States face $1.26 trillion in retiree benefit shortfalls
Pew report suggests the funding gap is climbing year-to-year.
State funds that pay pension and health care benefits to public workers faced a $1.26 trillion shortfall at the end of the 2009 fiscal year, according to a Tuesday report from the Pew Center on the States. The funding gap increased 26 percent over the previous year, a surge caused by a combination of inadequate state contributions, an aging population and recession-driven market losses.

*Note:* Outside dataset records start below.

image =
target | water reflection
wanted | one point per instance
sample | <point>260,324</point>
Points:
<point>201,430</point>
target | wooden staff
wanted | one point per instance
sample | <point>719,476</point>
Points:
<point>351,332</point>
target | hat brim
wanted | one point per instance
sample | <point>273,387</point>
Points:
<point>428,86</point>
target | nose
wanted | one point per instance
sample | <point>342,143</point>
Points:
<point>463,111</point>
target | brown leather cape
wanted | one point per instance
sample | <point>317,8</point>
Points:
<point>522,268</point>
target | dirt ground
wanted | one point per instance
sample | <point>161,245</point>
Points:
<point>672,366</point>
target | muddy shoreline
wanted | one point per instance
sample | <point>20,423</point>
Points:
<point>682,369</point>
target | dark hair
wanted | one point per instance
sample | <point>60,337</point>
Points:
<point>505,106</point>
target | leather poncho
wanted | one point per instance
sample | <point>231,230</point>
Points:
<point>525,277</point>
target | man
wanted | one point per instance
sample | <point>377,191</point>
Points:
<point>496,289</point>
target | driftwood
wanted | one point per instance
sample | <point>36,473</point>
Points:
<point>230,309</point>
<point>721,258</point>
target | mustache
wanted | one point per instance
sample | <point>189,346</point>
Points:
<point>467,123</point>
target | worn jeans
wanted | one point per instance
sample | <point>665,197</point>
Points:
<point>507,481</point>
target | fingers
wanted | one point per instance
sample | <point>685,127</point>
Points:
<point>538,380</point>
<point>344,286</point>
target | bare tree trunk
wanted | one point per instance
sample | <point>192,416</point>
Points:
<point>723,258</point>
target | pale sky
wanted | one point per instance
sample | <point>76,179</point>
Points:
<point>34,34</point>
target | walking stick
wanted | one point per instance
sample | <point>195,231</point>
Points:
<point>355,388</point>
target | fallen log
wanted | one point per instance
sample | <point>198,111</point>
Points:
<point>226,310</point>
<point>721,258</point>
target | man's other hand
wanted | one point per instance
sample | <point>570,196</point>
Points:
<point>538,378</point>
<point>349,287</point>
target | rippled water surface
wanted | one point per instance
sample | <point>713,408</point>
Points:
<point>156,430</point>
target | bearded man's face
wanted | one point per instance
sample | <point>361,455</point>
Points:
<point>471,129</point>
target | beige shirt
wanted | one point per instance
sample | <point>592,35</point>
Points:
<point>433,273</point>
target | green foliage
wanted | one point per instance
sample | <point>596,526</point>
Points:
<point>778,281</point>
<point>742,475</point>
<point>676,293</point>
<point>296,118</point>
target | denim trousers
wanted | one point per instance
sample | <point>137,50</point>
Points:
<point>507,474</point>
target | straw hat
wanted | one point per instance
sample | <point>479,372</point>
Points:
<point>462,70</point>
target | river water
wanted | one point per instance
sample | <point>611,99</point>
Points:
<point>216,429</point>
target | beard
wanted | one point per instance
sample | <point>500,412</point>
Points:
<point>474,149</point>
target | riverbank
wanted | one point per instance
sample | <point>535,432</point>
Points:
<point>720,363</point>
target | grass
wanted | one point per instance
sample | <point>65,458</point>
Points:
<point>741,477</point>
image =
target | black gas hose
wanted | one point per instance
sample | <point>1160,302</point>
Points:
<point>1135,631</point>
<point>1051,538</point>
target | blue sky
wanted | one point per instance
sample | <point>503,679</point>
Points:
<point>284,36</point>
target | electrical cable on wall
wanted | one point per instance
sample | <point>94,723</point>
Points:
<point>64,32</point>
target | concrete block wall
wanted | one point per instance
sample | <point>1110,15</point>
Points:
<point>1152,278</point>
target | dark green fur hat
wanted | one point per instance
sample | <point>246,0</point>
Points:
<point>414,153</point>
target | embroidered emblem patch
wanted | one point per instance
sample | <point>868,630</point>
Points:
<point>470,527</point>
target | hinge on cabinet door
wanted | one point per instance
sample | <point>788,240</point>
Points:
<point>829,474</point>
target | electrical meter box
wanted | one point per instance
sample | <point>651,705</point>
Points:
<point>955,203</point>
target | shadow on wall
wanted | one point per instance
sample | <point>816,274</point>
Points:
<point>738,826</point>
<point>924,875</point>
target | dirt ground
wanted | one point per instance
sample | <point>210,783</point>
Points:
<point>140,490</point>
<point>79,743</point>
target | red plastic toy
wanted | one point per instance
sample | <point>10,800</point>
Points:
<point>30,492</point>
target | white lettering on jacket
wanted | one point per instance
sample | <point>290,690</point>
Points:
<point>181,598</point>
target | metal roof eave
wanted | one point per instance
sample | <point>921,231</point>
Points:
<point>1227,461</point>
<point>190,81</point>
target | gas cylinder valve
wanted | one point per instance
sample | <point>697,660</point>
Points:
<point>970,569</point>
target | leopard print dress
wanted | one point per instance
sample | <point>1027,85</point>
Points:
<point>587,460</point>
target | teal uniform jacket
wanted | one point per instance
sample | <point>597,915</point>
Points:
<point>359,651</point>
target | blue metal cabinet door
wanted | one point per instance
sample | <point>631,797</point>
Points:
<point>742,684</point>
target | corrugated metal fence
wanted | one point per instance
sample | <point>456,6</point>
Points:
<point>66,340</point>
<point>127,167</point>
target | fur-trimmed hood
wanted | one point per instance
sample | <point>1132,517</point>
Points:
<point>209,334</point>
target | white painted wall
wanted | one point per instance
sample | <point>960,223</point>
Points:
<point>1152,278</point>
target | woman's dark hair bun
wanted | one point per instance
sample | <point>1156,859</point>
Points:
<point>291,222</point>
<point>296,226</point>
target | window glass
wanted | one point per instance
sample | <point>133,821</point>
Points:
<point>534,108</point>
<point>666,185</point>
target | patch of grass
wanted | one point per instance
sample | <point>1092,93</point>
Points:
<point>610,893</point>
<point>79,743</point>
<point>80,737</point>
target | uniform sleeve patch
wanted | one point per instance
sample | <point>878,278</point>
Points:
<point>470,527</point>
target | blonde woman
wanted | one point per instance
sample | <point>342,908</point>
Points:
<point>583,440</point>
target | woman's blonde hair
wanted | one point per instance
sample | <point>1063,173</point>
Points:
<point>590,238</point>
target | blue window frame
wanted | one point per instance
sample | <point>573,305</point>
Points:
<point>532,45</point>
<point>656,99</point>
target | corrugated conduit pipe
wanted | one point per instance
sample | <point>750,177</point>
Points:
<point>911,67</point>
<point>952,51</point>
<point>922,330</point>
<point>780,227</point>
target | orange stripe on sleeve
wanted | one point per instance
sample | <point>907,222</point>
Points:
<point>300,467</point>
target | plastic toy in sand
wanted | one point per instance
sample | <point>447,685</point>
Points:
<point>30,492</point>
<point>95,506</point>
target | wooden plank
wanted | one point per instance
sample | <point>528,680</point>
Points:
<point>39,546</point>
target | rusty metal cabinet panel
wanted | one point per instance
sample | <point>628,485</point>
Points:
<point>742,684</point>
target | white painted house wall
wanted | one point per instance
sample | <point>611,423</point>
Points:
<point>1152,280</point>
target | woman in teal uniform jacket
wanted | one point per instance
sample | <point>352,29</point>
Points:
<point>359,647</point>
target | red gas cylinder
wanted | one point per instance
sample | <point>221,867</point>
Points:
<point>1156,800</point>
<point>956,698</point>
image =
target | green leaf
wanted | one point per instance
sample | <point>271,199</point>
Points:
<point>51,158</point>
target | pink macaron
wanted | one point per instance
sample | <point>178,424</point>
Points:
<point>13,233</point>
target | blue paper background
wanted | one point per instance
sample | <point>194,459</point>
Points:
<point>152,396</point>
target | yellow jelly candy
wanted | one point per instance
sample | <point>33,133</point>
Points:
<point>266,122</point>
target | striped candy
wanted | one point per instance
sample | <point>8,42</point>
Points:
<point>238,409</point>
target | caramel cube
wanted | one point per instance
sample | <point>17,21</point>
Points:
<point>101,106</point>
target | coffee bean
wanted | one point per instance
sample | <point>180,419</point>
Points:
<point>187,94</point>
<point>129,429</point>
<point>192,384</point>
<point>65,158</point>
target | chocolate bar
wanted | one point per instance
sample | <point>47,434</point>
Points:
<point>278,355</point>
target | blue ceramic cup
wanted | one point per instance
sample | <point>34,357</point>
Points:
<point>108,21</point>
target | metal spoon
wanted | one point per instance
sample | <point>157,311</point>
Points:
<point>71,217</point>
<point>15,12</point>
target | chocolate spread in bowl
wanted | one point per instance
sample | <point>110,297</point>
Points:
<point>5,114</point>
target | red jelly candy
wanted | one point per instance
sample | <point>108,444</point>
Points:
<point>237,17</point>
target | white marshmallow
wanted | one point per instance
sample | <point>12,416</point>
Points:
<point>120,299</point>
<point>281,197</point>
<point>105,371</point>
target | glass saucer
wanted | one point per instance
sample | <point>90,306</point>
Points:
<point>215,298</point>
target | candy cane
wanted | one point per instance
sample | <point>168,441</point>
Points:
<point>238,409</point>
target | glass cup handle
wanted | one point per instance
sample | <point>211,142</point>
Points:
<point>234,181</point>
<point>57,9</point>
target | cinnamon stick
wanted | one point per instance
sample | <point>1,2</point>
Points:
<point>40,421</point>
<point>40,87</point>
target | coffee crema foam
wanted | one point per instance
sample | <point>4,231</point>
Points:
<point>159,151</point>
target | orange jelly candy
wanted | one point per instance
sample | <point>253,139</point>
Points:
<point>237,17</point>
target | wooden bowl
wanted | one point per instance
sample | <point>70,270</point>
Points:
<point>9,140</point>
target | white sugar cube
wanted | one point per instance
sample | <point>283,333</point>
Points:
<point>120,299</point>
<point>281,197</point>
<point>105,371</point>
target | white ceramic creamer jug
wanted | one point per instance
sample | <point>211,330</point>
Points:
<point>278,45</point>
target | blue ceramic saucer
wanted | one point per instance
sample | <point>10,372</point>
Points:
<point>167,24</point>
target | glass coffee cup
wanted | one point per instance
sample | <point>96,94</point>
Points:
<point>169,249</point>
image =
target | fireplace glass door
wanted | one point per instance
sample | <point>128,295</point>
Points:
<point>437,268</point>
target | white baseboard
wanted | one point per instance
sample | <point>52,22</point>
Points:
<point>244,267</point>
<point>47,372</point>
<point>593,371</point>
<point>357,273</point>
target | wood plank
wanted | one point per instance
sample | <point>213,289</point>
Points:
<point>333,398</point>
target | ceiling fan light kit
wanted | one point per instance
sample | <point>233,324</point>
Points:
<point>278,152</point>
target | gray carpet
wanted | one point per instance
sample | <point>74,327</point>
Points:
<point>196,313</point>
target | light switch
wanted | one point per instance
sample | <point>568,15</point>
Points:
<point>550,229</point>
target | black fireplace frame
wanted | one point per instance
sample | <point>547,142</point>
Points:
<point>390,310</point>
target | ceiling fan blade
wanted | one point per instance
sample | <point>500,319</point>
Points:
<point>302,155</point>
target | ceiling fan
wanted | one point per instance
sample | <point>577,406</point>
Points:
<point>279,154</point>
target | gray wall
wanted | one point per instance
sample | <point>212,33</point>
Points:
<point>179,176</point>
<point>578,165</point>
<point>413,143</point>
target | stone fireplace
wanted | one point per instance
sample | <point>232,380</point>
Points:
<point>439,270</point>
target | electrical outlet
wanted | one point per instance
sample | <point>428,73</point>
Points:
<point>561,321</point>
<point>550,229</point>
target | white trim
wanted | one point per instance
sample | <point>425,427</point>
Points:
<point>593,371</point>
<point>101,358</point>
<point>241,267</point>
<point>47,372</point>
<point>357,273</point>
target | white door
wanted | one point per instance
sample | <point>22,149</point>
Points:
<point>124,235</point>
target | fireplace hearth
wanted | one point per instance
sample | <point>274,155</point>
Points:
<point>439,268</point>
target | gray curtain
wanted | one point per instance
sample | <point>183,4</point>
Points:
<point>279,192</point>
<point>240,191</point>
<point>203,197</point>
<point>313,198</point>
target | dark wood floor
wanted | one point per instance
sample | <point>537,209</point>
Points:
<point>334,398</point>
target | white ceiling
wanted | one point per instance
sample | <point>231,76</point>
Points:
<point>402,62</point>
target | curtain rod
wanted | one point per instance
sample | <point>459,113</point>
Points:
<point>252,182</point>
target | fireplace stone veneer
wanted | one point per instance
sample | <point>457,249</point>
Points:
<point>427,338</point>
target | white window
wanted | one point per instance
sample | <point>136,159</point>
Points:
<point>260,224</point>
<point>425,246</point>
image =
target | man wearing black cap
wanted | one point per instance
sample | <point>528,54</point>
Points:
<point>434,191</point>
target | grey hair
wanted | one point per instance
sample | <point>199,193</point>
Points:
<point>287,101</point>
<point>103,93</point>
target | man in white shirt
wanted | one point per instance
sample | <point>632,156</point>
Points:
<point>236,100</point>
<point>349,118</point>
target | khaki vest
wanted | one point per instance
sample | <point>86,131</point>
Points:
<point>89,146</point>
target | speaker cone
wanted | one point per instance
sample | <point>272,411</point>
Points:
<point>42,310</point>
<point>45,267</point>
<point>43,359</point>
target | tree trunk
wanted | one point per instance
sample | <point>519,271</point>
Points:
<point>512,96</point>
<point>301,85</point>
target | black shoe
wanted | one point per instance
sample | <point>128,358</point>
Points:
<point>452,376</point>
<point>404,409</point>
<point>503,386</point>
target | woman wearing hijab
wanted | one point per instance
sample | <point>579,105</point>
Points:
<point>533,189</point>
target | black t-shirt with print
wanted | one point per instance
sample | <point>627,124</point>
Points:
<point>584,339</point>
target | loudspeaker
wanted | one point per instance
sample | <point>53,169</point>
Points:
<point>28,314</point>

States faced a $660 billion pension funding gap and a $604 billion health-care liability gap in FY2009, according to the report, which drew from state financial reports. The gap reflects the failure of a number of state policy choices, including a failure to make annual payments for pensions systems at the levels recommended by their own actuaries and the expansion of benefits and cost-of-living payments at an unsustainable level.
Perhaps most troubling is the fact that states' larger fiscal prospects are dim for the near future; declining property values have shrunken revenues, and the recession has driven up the need for benefits among the poor and unemployed.
"States' ability to meet their annual payments may not improve anytime soon; most government finance experts expect state tax revenues to continue recovering slowly in the years ahead," the Pew report notes, later warning that "a state's failure to pay the annual bill for retirement benefits can mean it will have to pay more in the future."
The report found that states had only saved about $31 billion, or 5 percent, for retiree health care benefits. State pensions plans were 78 percent funded, down from 84 percent the year before. A piddling five states made full contributions for retiree health benefits in 2009, and just 22 paid their annual pension bill.
To calculate the funding gap, Pew used states' assumptions for what their pension funds would earn in annual investment returns - typically 8 percent. That's a return states have met in recent decades, but if states were to calculate investment returns the same way private firms are required to for their pensions, the gap would grow to $1.8 trillion, according to the report. If they were to peg returns to 30-year Treasury bonds, it would go up to $2.4 trillion.